A "reconstrução" de Porto Alegre e do RS deixa visível muitas contradições para quem tiver coragem [e honestidade] para ver:
>> Lucros privatizados, prejuízos socializados: o aeroporto Salgado Filho foi privatizado (inclusive com o apoio e incentivo do governo Dilma); após a enchente a empresa beneficiada fala em relaxamento do pagamento de suas parcelas junto ao governo. Ou seja, nos momentos de crise depende do Estado para a sua reconstrução. O que pode beneficiar um país de dimensões continentais a privatização de um ponto chave da infraestrutura de seus transportes tão importante quanto um aeroporto?
>> A "onda de solidariedade" não comove a propriedade privada e a especulação imobiliária: vemos vários imóveis vazios e centenas de desabrigados. Muito se fala da solidariedade das pessoas e do Brasil com o povo atingindo. Mas isso tem um limite bem evidente: a propriedade privada e o lucro do mercado imobiliário são insensíveis às imagens dramáticas que vemos todos os dias nas redes sociais e intocáveis; portanto, são mais importantes que as vidas humanas atingidas, que as lágrimas e as emoções filmadas e disseminadas pelos quatro cantos do país e do mundo. Por que a tragédia das enchentes e a suposta solidariedade que despertam não é capaz de sequer arranhar e colocar em questão a propriedade privada? Não seria isso a demonstração de que a solidariedade é seletiva e vai até certo ponto?
>> A seletividade da solidariedade também se dá no caso dos animais: muitos foram encontrados mortos nas lojas no centro de Porto Alegre e no shopping Praia de Belas. Enquanto se exaltou o resgate de pets na grande mídia (incluindo o do cavalo caramelo, em cima de um telhado), a busca pela explicação deste fato gravíssimo — um verdadeiro crime ambiental — passa quase despercebido.
Por que um dos resgates prioritários de pets não se deu no arrombamento das portas dessas lojas para os libertar com a maior urgência possível? Seria respeito e medo das consequências de "violar uma sagrada propriedade privada"? Por que os próprios comerciantes (que foram avisado previamente sobre a possibilidade de alagamento de suas lojas) não exigiram ajuda para resgatar estes animais? Ou eles estariam calculando no seu íntimo que talvez "suas mercadorias" pudessem sobreviver e, depois que a água baixasse, o comércio poderia ser retomado?

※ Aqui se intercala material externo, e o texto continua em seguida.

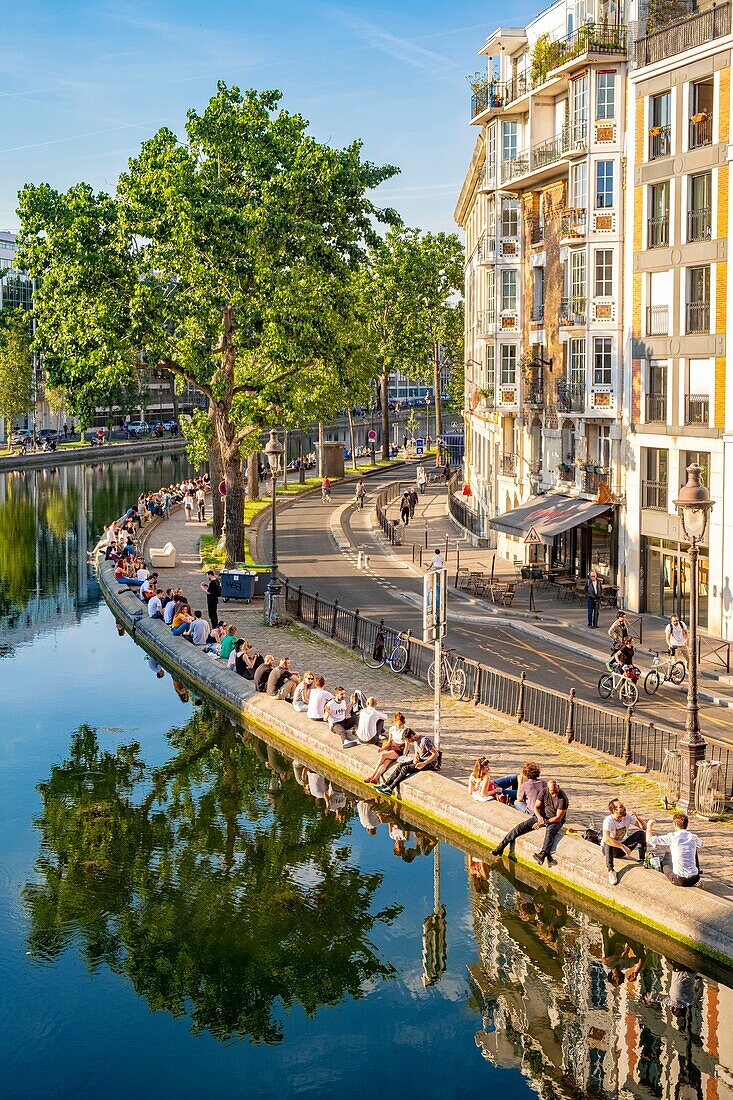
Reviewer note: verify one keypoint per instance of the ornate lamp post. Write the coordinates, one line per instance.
(693, 507)
(273, 450)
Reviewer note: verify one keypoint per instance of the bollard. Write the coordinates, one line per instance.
(520, 703)
(570, 727)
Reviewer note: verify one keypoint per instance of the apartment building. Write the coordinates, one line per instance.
(677, 402)
(543, 210)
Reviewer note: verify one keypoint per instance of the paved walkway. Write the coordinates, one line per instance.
(466, 732)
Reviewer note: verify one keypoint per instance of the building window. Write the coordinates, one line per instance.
(509, 288)
(509, 364)
(603, 185)
(602, 361)
(603, 273)
(605, 96)
(510, 217)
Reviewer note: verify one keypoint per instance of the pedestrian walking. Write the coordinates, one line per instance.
(593, 598)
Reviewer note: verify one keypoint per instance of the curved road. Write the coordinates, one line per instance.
(317, 547)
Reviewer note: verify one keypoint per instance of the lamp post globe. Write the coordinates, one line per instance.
(693, 506)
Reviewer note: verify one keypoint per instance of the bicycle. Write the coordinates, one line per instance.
(384, 650)
(621, 684)
(660, 672)
(452, 674)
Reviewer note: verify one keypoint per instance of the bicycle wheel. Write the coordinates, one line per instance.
(398, 659)
(627, 693)
(677, 672)
(652, 682)
(372, 655)
(457, 683)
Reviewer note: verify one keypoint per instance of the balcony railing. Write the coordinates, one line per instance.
(700, 132)
(698, 317)
(654, 495)
(573, 222)
(570, 397)
(699, 224)
(572, 311)
(697, 409)
(656, 408)
(509, 464)
(684, 34)
(657, 232)
(659, 142)
(657, 320)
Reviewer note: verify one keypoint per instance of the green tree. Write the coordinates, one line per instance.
(225, 259)
(215, 884)
(15, 365)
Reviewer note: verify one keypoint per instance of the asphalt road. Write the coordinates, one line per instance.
(307, 534)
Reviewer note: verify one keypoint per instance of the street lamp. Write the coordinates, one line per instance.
(273, 450)
(693, 506)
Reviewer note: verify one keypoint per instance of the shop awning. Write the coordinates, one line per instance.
(549, 515)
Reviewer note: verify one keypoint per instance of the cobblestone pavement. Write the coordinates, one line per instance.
(467, 732)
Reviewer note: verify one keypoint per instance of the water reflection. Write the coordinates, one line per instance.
(48, 519)
(583, 1010)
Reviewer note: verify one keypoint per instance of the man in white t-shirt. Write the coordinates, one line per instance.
(318, 699)
(370, 725)
(622, 833)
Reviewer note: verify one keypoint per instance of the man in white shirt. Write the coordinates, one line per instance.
(680, 865)
(370, 726)
(678, 638)
(318, 699)
(622, 833)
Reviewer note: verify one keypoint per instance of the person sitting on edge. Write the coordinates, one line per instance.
(341, 717)
(283, 681)
(318, 700)
(622, 831)
(155, 604)
(393, 748)
(302, 693)
(680, 864)
(550, 810)
(260, 678)
(370, 726)
(425, 757)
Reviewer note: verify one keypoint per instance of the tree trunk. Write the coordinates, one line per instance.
(352, 437)
(384, 382)
(436, 391)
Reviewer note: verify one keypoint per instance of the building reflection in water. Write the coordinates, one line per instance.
(583, 1010)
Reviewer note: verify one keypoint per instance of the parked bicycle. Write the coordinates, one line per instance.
(385, 649)
(667, 670)
(622, 684)
(452, 674)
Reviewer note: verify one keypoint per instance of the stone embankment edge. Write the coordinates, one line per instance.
(86, 455)
(696, 919)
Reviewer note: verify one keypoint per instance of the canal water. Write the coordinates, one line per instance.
(186, 912)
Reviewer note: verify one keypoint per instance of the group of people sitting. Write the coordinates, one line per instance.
(545, 805)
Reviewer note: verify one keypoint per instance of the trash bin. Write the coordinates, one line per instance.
(237, 584)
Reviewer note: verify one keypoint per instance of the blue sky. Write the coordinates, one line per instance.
(81, 86)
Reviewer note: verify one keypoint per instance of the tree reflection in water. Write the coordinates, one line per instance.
(586, 1011)
(217, 889)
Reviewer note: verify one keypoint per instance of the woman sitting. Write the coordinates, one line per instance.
(393, 748)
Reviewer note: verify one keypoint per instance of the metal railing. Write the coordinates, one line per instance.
(698, 317)
(657, 320)
(684, 34)
(697, 409)
(699, 224)
(656, 408)
(654, 495)
(657, 231)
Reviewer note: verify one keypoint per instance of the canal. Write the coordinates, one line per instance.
(184, 911)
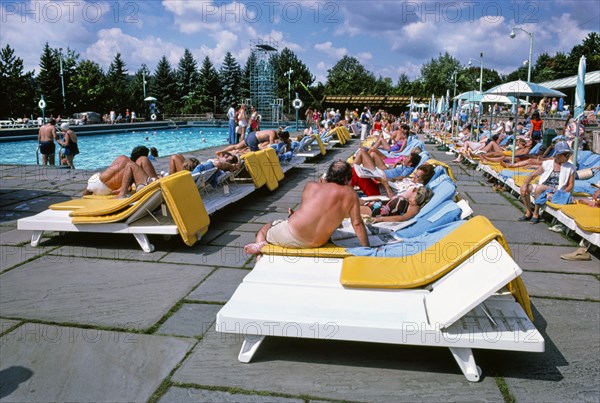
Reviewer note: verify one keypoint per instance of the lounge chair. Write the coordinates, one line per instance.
(462, 303)
(136, 215)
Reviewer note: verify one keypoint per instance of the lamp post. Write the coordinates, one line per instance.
(62, 81)
(512, 35)
(480, 89)
(288, 74)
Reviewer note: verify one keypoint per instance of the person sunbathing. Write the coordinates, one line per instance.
(523, 149)
(401, 170)
(254, 141)
(224, 161)
(310, 226)
(120, 176)
(401, 207)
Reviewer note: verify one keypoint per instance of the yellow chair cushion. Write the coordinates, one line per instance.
(186, 206)
(321, 145)
(586, 217)
(267, 169)
(275, 165)
(435, 163)
(328, 250)
(254, 169)
(429, 265)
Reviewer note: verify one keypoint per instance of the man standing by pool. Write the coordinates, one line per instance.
(231, 116)
(46, 137)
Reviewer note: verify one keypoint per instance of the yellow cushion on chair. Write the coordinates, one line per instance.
(267, 169)
(274, 160)
(186, 206)
(429, 265)
(254, 169)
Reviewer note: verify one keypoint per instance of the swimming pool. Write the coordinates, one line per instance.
(98, 151)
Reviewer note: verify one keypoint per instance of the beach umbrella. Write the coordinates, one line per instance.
(523, 88)
(579, 104)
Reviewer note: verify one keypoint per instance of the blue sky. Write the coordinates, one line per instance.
(388, 37)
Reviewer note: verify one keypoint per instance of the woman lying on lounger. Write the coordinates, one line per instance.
(402, 207)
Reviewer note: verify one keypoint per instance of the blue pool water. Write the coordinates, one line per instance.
(98, 151)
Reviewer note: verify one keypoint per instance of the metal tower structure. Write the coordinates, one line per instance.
(263, 85)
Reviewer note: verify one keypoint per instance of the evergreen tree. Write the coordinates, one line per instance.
(163, 86)
(208, 87)
(300, 79)
(87, 87)
(187, 83)
(245, 77)
(17, 85)
(117, 84)
(48, 81)
(229, 77)
(136, 89)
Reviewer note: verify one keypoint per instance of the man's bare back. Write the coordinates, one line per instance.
(322, 209)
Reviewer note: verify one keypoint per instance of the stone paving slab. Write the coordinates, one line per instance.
(6, 324)
(185, 395)
(527, 233)
(569, 370)
(14, 255)
(559, 285)
(334, 370)
(503, 212)
(545, 258)
(234, 239)
(56, 363)
(120, 294)
(207, 255)
(219, 286)
(490, 198)
(191, 320)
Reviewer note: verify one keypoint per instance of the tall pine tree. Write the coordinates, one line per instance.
(229, 76)
(18, 85)
(163, 86)
(208, 87)
(187, 83)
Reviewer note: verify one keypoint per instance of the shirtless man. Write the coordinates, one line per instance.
(122, 174)
(253, 140)
(46, 137)
(309, 226)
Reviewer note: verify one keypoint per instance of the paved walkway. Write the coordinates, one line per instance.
(88, 317)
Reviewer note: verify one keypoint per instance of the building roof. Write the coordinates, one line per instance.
(593, 77)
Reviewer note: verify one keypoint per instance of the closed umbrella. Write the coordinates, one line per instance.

>> A dependência e a falta de soberania até mesmo para a reconstrução do país: a prefeitura de Porto Alegre e o governo do Estado anunciaram a contratação de uma empresa ianque para a suposta reconstrução do pós-alagamento. A empresa é a Alvarez & Marsal, que já atuou na reconstrução de New Orleans após a passagem do furacão Katrina. Basta dizer que nesta cidade todo o sistema educacional público foi privatizado, com as orientações e bênçãos da Escola de Chicago.
Certamente já podemos ver a influência dessa empresa na nomeação do novo secretário de educação do município, que era ex-diretor da Carris (empresa de transporte) e responsável pelo início do seu processo de desmonte privatista. Ele não entende nada de educação, mas é expert em privatização e gestão neoliberal. Há muito tempo os projetos educacionais públicos no Brasil vêm sendo geridos e propostos por pessoas assim.
Se um país e um Estado não possuem capacidade, projetos, recursos e instituições capazes de promover e incentivar a sua reconstrução e, portanto, depende de uma intervenção de uma empresa estrangeira, como podemos falar em soberania? Como poderemos nos preparar para outros desafios climáticos?